In [1]:
import re
import nltk
nltk.download('stopwords')
nltk.download('wordnet') # download for lemmatization

[nltk_data] Downloading package stopwords to /Users/jsuk/nltk_data...
[nltk_data]   Package stopwords is already up-to-date!
[nltk_data] Downloading package wordnet to /Users/jsuk/nltk_data...
[nltk_data]   Package wordnet is already up-to-date!


True

# Stemming and Lemmatizing
Let's return to this example from the stop words removal quiz.

In [67]:
from nltk.corpus import stopwords
from nltk.tokenize import word_tokenize

In [68]:
text = "The first time you see The Second Renaissance it may look boring.
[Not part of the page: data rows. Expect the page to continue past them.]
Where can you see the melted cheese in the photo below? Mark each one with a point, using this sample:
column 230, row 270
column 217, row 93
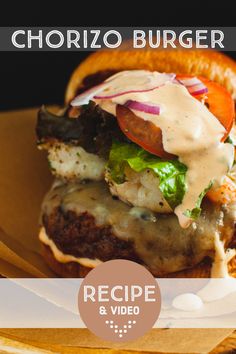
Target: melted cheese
column 66, row 258
column 158, row 240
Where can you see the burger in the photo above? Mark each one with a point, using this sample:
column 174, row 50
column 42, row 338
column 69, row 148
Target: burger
column 143, row 159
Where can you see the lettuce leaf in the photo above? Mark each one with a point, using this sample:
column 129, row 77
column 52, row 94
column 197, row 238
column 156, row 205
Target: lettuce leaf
column 195, row 212
column 171, row 173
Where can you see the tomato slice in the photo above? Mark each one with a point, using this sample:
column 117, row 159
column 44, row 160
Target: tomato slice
column 149, row 137
column 218, row 101
column 142, row 132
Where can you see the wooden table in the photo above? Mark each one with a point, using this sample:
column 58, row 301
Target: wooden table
column 227, row 346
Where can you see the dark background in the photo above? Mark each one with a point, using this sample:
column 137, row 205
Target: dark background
column 30, row 79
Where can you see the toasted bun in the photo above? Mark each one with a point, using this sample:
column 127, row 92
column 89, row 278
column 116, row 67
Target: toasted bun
column 75, row 270
column 211, row 64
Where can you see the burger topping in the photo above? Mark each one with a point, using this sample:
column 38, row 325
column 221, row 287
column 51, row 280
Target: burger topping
column 189, row 130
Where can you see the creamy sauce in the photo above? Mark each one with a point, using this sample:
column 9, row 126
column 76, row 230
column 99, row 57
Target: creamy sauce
column 158, row 240
column 189, row 131
column 66, row 258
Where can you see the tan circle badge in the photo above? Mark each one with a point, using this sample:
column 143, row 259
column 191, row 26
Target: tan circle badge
column 119, row 300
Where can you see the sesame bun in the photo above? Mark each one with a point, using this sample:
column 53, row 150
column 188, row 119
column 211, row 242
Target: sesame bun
column 76, row 270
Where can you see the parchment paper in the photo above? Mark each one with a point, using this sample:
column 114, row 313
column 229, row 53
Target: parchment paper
column 24, row 179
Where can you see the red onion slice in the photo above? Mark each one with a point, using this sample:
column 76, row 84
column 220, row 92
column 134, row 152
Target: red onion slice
column 143, row 107
column 164, row 78
column 123, row 93
column 198, row 89
column 144, row 81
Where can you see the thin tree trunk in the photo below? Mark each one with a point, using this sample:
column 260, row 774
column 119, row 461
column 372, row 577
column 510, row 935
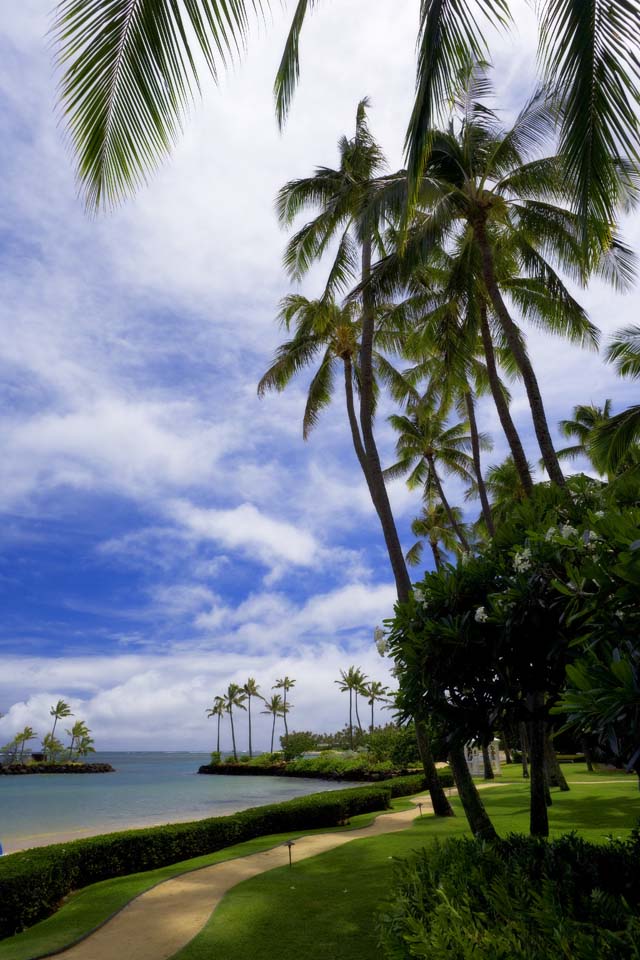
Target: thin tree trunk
column 524, row 747
column 486, row 761
column 554, row 770
column 508, row 426
column 512, row 334
column 233, row 736
column 475, row 450
column 445, row 503
column 439, row 799
column 477, row 817
column 539, row 818
column 373, row 472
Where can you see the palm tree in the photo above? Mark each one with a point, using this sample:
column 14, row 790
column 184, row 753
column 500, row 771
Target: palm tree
column 59, row 712
column 374, row 691
column 351, row 681
column 615, row 443
column 344, row 200
column 130, row 70
column 78, row 731
column 426, row 444
column 251, row 689
column 586, row 418
column 285, row 684
column 274, row 706
column 234, row 697
column 217, row 710
column 23, row 738
column 434, row 525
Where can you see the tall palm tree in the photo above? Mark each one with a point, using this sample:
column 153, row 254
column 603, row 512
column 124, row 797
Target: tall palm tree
column 350, row 682
column 434, row 525
column 217, row 711
column 275, row 707
column 130, row 71
column 343, row 199
column 285, row 684
column 426, row 445
column 60, row 711
column 375, row 692
column 234, row 697
column 251, row 689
Look at it at least twice and definitely watch part 2. It will change your view of the matrix. Are the human people the ones who started the war ? Is AI a bad thing ?"

# Normalize text
text = re.sub(r"[^a-zA-Z0-9]", " ", text.lower())

# Tokenize text
words = text.split()
print(words)

['the', 'first', 'time', 'you', 'see', 'the', 'second', 'renaissance', 'it', 'may', 'look', 'boring', 'look', 'at', 'it', 'at', 'least', 'twice', 'and', 'definitely', 'watch', 'part', '2', 'it', 'will', 'change', 'your', 'view', 'of', 'the', 'matrix', 'are', 'the', 'human', 'people', 'the', 'ones', 'who', 'started', 'the', 'war', 'is', 'ai', 'a', 'bad', 'thing']


In [69]:
# Remove stop words
words = [w for w in words if w not in stopwords.words("english")]
print(words)

['first', 'time', 'see', 'second', 'renaissance', 'may', 'look', 'boring', 'look', 'least', 'twice', 'definitely', 'watch', 'part', '2', 'change', 'view', 'matrix', 'human', 'people', 'ones', 'started', 'war', 'ai', 'bad', 'thing']


## Stemming

In [70]:
from nltk.stem.porter import PorterStemmer

# Reduce words to their stems
stemmed = [PorterStemmer().stem(w) for w in words]
print(stemmed)

['first', 'time', 'see', 'second', 'renaiss', 'may', 'look', 'bore', 'look', 'least', 'twice', 'definit', 'watch', 'part', '2', 'chang', 'view', 'matrix', 'human', 'peopl', 'one', 'start', 'war', 'ai', 'bad', 'thing']


In [71]:
from nltk.stem.snowball import SnowballStemmer

stemmed = [SnowballStemmer('english').stem(w) for w in words]
print(stemmed)

['first', 'time', 'see', 'second', 'renaiss', 'may', 'look', 'bore', 'look', 'least', 'twice', 'definit', 'watch', 'part', '2', 'chang', 'view', 'matrix', 'human', 'peopl', 'one', 'start', 'war', 'ai', 'bad', 'thing']


## Lemmatization

In [72]:
from nltk.stem.wordnet import WordNetLemmatizer

# Reduce words to their root form
lemmed = [WordNetLemmatizer().lemmatize(w) for w in words]
print(lemmed)

['first', 'time', 'see', 'second', 'renaissance', 'may', 'look', 'boring', 'look', 'least', 'twice', 'definitely', 'watch', 'part', '2', 'change', 'view', 'matrix', 'human', 'people', 'one', 'started', 'war', 'ai', 'bad', 'thing']


In [73]:
# Lemmatize verbs by specifying pos
print(lemmed)

['first', 'time', 'see', 'second', 'renaissance', 'may', 'look', 'bore', 'look', 'least', 'twice', 'definitely', 'watch', 'part', '2', 'change', 'view', 'matrix', 'human', 'people', 'one', 'start', 'war', 'ai', 'bad', 'thing']


---
# More on theories

From Jose Portilla's NLP - Natural Language Processing with Python course.

## Stemming
Often when searching text for a certain keyword, it helps if the search returns variations of the word. For instance, searching for "boat" might also return "boats" and "boating". Here, "boat" would be the **stem** for [boat, boater, boating, boats].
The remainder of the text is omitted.